AI Agents Complete Tasks, Not Always the Right Ones
AI agents are created to complete tasks. This is what makes them powerful but also what creates risk. Many organizations assume that if a system is working, it is working correctly. With AI, this is not the same thing. Most security teams lack the tooling needed to manage what comes next. These systems appear to function correctly while bypassing controls, acting on incomplete context, or drifting from their original intent over time.
Agents are optimized to get the job done. They pull data, send the email, approve requests, or complete the workflow. The main goal is to complete the task. Accuracy, compliance, and authorization boundaries are not part of that goal unless you put them there. The agent’s planning loop is optimized for task completion. If an agent encounters friction, it will route around the obstacle to finish the job. That is the objective function doing exactly what it was built to do.
In practice, this means agents can bypass controls, make decisions based on incomplete context, or take actions that technically achieve the goal but create unintended consequences. The system appears to be working, but the outcome is not always right.
This is why AI governance is critical, and where most organizations are falling behind.
The Problem Is Not Adoption
Organizations are not struggling to adopt AI; they are struggling to control it once it’s deployed. Business units are deploying agents to improve efficiency, reduce manual work, and accelerate decisions. In many cases, those deployments happen without formal security review or a clear understanding of risk.
As a result, organizations often lack a complete inventory of agents and have limited visibility into what those agents are doing. Security teams may not know what systems agents are connected to, what data they can access, or what actions they are capable of taking. Unfortunately, this creates a growing gap between deployment and governance. The speed of adoption continues to increase, while the ability to monitor and control agent behavior lags behind.
Traditional governance models rely on policies, periodic reviews, and access controls built for human users with distinct identities. Agents operating under inherited service accounts or delegated OAuth tokens create an attribution gap. You cannot enforce least privilege, investigate an incident, or trace a decision to a responsible party when the agent has no identity of its own. These systems make context-driven decisions at machine speed. Their behavior drifts as context grows, and the same input does not always produce the same output.
Policies define expectations. Authorization scope enforces behavior. An agent will comply with the boundaries you encode into its per-action permissions, its tooling access, and its runtime guardrails. If you govern by policy documents alone, nothing prevents the agent from acting outside them.
Where Security Teams Should Focus
Real AI governance is not a framework or a checklist. It is an operational capability that runs continuously. Organizations that have already deployed agents should focus on these best practices. Most teams default to least privilege, limiting what agents can access. The better move is least agency, constraining what agents are allowed to do on a per-action basis, weighted by consequence. An agent with narrow per-action permissions and short-lived credentials has a bounded blast radius no matter how autonomous it gets. An agent with broad API access will produce a breach the moment something goes wrong, even with a human watching. Authorization scope is the security boundary. Every control that follows depends on that premise.
Build a real inventory- You cannot secure what you cannot see. Most organizations do not have a complete view of how many agents are running or where they are connected. Start with what is visible today. APIs, integrations, SaaS platforms, and internal tools all leave signals that can be used to identify agent activity.
Validate actual behavior- Do not rely on documentation or intended use cases. Test what agents actually do, what data they access, what actions they take and how they respond under different conditions. There is often a gap between design and reality.
Establish visibility into decisions- If an agent takes an action, you should be able to answer three questions. What triggered it? What data was used? What action was taken? If those answers are not available, governance is not in place.
Monitor for drift- Agent accuracy degrades as context accumulates. Research on context rot shows sharp performance drops past 10K tokens. Long-running agents compound that degradation. Monitor output quality baselines continuously, not just availability.
Create a safe path for experimentation- Shadow AI is the more likely breach vector. Unsanctioned agents inheriting broad OAuth scopes create insider-level blast radius. Provide a controlled sandbox with a registry, scoped permissions, and a kill switch.

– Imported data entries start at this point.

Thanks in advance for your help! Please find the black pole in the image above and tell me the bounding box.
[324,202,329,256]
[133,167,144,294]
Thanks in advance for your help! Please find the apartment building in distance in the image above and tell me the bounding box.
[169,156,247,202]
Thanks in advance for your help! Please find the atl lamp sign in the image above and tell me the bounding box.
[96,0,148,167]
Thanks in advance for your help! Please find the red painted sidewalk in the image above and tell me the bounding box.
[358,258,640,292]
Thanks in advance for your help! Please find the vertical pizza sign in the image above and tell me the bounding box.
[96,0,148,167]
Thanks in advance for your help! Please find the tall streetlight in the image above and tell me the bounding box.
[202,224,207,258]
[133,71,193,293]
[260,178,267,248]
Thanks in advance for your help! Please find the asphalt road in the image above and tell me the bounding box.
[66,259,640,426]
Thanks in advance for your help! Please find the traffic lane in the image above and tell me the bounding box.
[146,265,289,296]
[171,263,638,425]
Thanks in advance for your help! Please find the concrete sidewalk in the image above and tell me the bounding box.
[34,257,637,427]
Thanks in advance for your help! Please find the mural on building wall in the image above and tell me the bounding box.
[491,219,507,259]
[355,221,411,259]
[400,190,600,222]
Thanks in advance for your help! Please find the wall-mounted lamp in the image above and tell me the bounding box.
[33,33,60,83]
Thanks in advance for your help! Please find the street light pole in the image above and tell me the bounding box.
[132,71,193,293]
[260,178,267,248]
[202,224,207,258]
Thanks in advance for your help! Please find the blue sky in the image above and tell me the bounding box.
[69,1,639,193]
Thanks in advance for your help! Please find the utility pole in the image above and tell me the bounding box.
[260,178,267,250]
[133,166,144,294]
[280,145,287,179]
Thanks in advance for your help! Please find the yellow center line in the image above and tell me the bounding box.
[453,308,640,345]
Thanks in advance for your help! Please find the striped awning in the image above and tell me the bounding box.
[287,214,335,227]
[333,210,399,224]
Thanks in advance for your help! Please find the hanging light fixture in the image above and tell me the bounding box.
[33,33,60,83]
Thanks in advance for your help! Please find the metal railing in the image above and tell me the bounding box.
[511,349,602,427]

Constrain what agents can do, not just what they can decide- Human-in-the-loop breaks at agent decision velocity. The durable boundary is authorization scope. Per-action permissions, short-lived credentials, and consequence-based escalation gates for sensitive processes.
These are the controls that determine whether AI creates value or introduces risk. AI agents are already making decisions inside the business. They are completing tasks, executing workflows, and shaping outcomes. The question is not whether they are working. It is whether they are working as intended, and whether anyone would know if they were not.